The woman did not have much affection for historical items nor had she ever come across any mystery in her life. The woman was known for minding her own business. That day too she was busy doing her work when a letter came her way. The letter was sort of addressed to her. It was supposed to be delivered to Postmaster, Newaygo, Michigan 49337.    

Why Her?

So as she was the Postmaster of Newaygo, the letter was for her. There was nothing extraordinary about the envelope. It was like any regular white envelope with nothing special about it. The letter had a forever stamp on it. However, except that there was no other clue, not even a return address. The missing of this detail did intrigue her a bit. However, she still was not very much interested in that.

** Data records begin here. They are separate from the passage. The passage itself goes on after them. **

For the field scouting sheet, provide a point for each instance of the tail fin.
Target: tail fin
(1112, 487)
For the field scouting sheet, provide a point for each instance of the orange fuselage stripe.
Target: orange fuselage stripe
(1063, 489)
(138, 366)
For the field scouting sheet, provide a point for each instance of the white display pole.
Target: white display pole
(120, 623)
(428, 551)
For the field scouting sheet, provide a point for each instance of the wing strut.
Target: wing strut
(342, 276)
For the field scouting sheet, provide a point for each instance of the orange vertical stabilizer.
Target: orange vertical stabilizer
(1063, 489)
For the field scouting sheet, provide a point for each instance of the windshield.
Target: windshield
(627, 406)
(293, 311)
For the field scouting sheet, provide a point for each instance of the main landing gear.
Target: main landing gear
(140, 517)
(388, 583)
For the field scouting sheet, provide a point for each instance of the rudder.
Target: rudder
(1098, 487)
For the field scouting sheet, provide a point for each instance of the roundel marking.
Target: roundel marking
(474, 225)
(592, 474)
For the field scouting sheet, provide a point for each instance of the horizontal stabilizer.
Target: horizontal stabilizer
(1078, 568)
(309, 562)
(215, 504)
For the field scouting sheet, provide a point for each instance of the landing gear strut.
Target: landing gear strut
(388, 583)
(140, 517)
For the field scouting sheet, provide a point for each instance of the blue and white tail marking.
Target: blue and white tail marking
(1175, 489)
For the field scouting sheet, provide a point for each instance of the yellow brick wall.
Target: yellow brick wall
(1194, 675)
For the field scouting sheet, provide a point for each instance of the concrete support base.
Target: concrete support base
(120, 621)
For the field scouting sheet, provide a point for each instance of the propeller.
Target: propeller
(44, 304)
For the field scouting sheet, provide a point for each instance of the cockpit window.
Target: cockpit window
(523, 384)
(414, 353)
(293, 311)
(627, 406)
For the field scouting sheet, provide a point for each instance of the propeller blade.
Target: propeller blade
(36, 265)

The woman explained, “there was no sign that the packet contained anything other than, say, an authorization to hold mail.” She was in dilemma now. Should she open the letter or let it stay sit inside the envelope till someone comes forward to claim it? However, she found herself tearing open the letter a few minutes later. He did not know what was hiding inside it. 

She Tore it Open

She was just not ready for what was coming. Immediately after ripping open the envelope she scolded herself for not handling it with care. It was not a regular envelope with a regular letter. It was a matter of historical significance you will know why very soon. The envelope was covering another envelope that seemed to have undergone a battle. Wh would anyone send her a letter that seems to have come straight out of a battle. The appearance of the letter was enough to put her in surprise.